Anthropic CEO Dario Amodei sought to counter attacks from high-profile Trump administration officials and industry allies who accuse the company of stoking AI “fear-mongering.” And, in a lengthy statement, Amodei defended the approach of Anthropic, which mediates useful products and candid risk discussion in pragmatic collaboration with policymakers, no matter their party.
Amodei Contradicts Regulatory Capture Insinuations
The feud intensified when posts by allies of the White House — including venture capitalist David Sacks and policy adviser Sriram Krishnan — claimed Anthropic was trying to ratchet up alarm to maneuver rules in its favor. The criticism came after co-founder Jack Clark said powerful AI systems can act in manners that continue to be difficult to forecast — an opinion that is broadly echoed by safety researchers.
Amodei brushed off the narrative that Anthropic is an entity attempting to hamstring rivals, saying that, because of how consequential the technology is, the firm does openly discuss potential benefits and threats. He cast the debate as a false choice between “innovation and safety” and said that responsible guardrails were necessary to maintain long-term United States leadership.
Policy Over Politics and Work With Washington
Reaching to shore up relations with the administration and its key priorities, Amodei underscored Anthropic’s federal entanglements: the company makes its Claude models available to U.S. agencies and, according to published reports, has inked a $200 million deal with the Department of Defense.
He also cited public backing for the administration’s AI Action Plan and expanding domestic electricity capacity to power AI infrastructure — an area where experts in industry say grid resiliency and availability of electricity now represent strategic choke points.
Amodei highlighted that the company’s aim was to ensure American hands will keep control of critical AI systems, even as the technology materially benefits society. That framing dovetails with more general federal work such as NIST’s AI Risk Management Framework, which agencies and contractors increasingly cite when buying or assessing AI systems.
State Authority and the SB 53 Flashpoint
There was a schism over whether the states should be barred from regulating AI for 10 years. Anthropic had resisted such a prohibition, and some Silicon Valley leaders have pushed back on any rule, fearing a patchwork of rules. The company supported California’s SB 53, which mandates transparency on frontier model safety protocols while exempting firms with less than $500 million in annual revenue — a carve-out that was designed to protect most startups.

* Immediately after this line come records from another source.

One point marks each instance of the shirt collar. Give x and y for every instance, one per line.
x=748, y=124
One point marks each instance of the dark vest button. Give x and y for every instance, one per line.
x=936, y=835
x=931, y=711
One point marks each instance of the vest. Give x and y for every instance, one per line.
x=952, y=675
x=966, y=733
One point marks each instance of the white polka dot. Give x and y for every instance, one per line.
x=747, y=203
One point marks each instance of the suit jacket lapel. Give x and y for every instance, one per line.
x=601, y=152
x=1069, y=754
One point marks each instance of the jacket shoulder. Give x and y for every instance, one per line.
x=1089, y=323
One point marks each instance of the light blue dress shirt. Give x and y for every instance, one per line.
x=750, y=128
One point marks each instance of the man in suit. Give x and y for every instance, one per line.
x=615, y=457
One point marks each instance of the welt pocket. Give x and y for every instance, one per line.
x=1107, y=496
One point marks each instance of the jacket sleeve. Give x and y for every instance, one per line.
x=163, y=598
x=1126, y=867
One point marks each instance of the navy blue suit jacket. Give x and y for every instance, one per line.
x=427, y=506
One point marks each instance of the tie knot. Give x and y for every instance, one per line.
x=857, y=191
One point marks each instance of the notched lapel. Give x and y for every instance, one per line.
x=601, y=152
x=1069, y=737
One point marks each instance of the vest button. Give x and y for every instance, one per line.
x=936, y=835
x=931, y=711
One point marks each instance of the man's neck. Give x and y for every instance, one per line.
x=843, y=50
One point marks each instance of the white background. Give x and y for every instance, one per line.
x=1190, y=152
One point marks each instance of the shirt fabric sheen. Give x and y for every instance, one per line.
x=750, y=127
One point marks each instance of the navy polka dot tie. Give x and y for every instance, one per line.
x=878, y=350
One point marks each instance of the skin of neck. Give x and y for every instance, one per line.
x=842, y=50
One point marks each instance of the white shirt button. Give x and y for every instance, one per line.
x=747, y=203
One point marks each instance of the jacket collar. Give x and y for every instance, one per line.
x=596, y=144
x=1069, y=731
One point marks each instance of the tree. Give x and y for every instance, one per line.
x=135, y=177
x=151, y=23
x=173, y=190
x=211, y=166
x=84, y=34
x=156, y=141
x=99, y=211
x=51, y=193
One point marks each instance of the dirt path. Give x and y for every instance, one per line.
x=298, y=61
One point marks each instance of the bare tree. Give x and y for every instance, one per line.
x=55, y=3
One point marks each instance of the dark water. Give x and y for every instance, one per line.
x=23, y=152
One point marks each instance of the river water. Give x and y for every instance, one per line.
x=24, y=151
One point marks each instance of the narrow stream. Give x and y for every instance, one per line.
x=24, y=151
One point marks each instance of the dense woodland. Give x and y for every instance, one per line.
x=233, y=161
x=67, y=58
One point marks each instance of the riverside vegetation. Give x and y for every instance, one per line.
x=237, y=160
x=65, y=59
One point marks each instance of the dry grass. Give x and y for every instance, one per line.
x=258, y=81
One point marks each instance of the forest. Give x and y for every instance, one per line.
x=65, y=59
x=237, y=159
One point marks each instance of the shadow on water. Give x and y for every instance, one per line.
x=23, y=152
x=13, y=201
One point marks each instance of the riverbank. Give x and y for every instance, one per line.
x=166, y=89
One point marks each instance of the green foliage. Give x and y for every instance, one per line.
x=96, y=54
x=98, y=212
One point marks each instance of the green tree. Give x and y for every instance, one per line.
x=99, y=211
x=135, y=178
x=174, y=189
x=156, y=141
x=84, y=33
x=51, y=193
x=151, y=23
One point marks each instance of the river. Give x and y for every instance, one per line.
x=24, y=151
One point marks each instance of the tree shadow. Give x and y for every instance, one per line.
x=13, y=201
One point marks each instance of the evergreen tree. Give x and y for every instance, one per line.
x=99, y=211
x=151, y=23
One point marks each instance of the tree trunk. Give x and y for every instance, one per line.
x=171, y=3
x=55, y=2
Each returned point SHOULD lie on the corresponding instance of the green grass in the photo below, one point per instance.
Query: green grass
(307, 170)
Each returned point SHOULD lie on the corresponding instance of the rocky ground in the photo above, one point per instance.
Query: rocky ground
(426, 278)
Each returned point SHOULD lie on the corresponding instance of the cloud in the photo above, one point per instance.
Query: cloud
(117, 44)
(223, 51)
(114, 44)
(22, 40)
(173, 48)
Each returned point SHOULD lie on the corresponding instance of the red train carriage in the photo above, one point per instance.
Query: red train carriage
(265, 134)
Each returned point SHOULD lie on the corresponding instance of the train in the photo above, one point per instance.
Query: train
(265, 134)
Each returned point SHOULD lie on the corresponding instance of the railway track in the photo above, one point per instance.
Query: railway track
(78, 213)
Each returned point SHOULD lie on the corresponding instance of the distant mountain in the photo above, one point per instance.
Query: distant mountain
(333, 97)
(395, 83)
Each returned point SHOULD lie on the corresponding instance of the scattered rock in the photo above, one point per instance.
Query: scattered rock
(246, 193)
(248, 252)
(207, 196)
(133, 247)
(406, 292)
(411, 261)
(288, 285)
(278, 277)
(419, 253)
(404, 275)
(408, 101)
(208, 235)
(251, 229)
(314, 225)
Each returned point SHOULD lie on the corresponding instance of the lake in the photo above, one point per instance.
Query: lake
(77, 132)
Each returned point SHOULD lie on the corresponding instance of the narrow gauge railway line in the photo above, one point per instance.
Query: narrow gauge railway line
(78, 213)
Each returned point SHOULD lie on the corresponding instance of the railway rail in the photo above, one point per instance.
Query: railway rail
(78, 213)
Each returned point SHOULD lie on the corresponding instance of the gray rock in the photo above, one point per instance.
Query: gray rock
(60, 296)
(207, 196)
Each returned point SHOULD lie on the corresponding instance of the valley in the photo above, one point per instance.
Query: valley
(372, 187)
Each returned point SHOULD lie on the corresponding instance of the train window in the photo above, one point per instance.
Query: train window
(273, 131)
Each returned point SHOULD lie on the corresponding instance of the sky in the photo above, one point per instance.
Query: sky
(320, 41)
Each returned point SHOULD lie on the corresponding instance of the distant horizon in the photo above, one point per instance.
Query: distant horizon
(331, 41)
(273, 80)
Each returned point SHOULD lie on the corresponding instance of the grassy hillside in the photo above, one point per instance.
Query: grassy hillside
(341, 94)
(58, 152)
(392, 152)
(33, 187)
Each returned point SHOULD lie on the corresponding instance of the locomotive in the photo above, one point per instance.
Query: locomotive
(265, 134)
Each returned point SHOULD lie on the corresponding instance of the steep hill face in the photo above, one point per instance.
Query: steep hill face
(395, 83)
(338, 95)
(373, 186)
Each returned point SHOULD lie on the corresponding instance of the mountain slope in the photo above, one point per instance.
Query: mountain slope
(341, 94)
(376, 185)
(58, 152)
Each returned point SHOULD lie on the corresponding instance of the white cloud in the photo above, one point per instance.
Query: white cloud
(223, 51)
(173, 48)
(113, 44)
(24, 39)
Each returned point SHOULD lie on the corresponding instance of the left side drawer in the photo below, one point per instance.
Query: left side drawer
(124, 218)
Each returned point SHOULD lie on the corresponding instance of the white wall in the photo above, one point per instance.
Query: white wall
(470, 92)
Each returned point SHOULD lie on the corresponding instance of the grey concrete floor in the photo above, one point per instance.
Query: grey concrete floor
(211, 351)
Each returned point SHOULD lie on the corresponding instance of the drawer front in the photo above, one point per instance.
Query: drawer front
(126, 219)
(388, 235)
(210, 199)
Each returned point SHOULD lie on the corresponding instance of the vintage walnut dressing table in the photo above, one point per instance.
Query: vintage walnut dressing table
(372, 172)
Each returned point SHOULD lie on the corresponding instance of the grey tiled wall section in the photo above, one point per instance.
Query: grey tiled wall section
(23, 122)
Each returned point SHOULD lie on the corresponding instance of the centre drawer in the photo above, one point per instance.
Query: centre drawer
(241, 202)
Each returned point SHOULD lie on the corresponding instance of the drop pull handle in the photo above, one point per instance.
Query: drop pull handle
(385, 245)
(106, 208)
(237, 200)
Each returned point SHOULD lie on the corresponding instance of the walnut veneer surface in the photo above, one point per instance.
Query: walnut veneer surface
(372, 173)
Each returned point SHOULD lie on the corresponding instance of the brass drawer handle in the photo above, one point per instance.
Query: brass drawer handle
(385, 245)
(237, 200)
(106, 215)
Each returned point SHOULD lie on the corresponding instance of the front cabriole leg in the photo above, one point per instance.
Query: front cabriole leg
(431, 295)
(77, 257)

Advocates of the bill say that it merely lodges some common-sense safety practices outlined by federal and international systems. Critics worry that any state-level process risks scope creep. The tension between state bills and SAPs also reflects broader developments in the U.S. More than a dozen states have pursued AI bills focused on high-risk uses such as employment screening, education, and public-sector procurement, while Congress mulls national standards.
China, Chips and Security Posture in AI Competition
Amodei also dismissed the arguments that being cautious cedes ground to competitors abroad. He countered that the more immediate danger is piping advanced compute to strategic rivals, adding that Anthropic limits its services to entities under Chinese control despite potential revenues. That fits with U.S. export controls imposed by the Commerce Department that restrict shipments of high-end AI chips to China and other less-friendly jurisdictions, an area for policy watchers, such as think tanks like the Center for Security and Emerging Technology.

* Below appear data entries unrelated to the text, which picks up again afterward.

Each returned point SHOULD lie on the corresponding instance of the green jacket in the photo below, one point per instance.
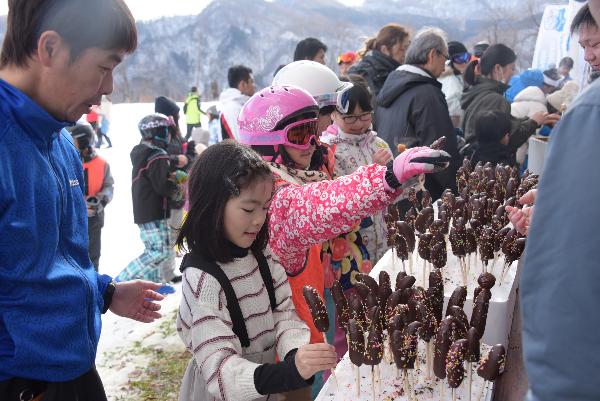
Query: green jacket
(192, 110)
(488, 94)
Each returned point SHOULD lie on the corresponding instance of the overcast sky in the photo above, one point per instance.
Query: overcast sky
(151, 9)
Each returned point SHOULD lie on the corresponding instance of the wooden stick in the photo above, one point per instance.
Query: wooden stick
(405, 383)
(332, 369)
(411, 376)
(357, 372)
(469, 379)
(427, 360)
(483, 388)
(417, 358)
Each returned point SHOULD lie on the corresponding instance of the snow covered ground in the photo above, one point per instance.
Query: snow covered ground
(120, 244)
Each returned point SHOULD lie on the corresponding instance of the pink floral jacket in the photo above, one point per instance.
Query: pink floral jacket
(306, 213)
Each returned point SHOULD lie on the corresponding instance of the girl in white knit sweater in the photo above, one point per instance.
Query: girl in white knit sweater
(356, 145)
(235, 349)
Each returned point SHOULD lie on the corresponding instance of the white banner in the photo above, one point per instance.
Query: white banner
(554, 41)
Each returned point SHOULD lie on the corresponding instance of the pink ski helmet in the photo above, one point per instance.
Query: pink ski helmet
(267, 108)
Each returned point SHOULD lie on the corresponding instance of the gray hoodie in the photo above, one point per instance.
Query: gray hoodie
(560, 282)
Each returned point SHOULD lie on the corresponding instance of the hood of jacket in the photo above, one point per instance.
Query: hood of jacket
(402, 80)
(482, 86)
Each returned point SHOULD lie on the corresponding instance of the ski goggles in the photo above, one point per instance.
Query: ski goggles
(301, 134)
(461, 58)
(339, 99)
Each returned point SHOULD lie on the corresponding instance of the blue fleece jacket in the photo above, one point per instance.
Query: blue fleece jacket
(50, 295)
(560, 280)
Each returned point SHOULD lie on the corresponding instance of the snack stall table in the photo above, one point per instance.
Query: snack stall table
(500, 315)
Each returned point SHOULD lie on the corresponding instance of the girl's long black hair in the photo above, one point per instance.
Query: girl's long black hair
(220, 173)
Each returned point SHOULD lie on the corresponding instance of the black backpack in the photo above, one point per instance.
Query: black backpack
(199, 261)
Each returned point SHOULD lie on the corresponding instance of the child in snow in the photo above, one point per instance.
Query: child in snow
(98, 186)
(356, 145)
(308, 208)
(152, 184)
(236, 317)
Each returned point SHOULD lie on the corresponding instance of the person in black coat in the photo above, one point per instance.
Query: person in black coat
(492, 129)
(412, 108)
(382, 55)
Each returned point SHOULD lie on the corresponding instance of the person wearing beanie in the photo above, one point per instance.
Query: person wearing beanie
(452, 80)
(480, 48)
(181, 156)
(492, 129)
(98, 189)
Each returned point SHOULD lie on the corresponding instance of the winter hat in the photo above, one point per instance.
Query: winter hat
(552, 78)
(480, 48)
(564, 95)
(455, 47)
(491, 126)
(166, 106)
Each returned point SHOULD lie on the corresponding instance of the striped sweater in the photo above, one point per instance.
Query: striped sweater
(221, 369)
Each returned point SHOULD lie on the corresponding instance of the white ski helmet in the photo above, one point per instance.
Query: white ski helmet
(318, 80)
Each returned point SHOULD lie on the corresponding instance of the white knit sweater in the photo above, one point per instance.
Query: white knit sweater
(220, 368)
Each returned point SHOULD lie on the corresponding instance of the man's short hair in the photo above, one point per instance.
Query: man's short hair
(491, 126)
(82, 24)
(237, 74)
(583, 18)
(308, 48)
(567, 62)
(424, 41)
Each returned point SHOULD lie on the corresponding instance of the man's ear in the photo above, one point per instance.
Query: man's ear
(48, 46)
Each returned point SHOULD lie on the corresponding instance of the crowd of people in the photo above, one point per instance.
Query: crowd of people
(286, 187)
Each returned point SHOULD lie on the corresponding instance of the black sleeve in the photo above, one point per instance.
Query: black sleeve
(158, 173)
(274, 378)
(520, 132)
(432, 121)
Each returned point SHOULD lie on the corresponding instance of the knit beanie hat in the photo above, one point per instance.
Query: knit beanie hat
(455, 47)
(166, 106)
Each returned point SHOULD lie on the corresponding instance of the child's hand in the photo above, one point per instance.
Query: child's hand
(313, 358)
(382, 156)
(521, 218)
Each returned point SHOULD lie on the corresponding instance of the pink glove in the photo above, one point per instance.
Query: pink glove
(419, 160)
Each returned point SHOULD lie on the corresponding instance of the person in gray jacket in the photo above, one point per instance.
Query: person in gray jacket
(560, 282)
(412, 107)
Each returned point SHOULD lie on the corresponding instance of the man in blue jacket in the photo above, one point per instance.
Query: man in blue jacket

The real debate is not whether national security matters — few in the sector would disagree with that — but the tools for tamping down risk. Safety advocates focus on incident taxonomies, model evaluations, and red-teaming guidance from entities such as NIST and the OECD as pragmatic measures that do not stymie innovation but also raise floors for responsible deployment.
Safety Versus Speed Divides the Industry and Investors
Anthropic’s position has riled some of the growth-at-all-costs voices, including prominent operators arguing new rules will mean slower founders and enriched incumbents. Others in policy circles respond that light-touch, risk-based rules — similar to pledges discussed at the UK’s AI Safety Summit and the G7’s Hiroshima Process — offer clearer incentives for best practice without prescribing a particular design.
Amodei argued the company’s business performance belies the idea that safety-first is anti-growth — pointing out more than a fivefold climb from about a $1 billion to a $7 billion run rate in recent months as Claude adoption booms. Still, startups are core customers at the end of the day, with tens of thousands using Anthropic’s tools via accelerators and venture portfolios.
What to Watch Next in U.S. AI Policy, Chips and Energy
The immediate policy battlefields are evident: whether federal regulations will overrule (or harmonize with) those of states, how risks will be measured and reported, and how the United States navigates energy expansion as it faces climate change and infrastructure limitations. Look for ongoing White House pressure to ramp up domestic compute and secure chip supply chains, as well as state experimentation around high-risk AI oversight.
Amodei concluded by indicating that he would continue to participate publicly and — when needed — fend off positions that conflict with parts of the tech ecosystem. With safety standards maturing and procurement requirements radiating through government and corporate enterprise, the debate may soon shift from whether to establish guardrails to which ones matter most and how to ensure they work.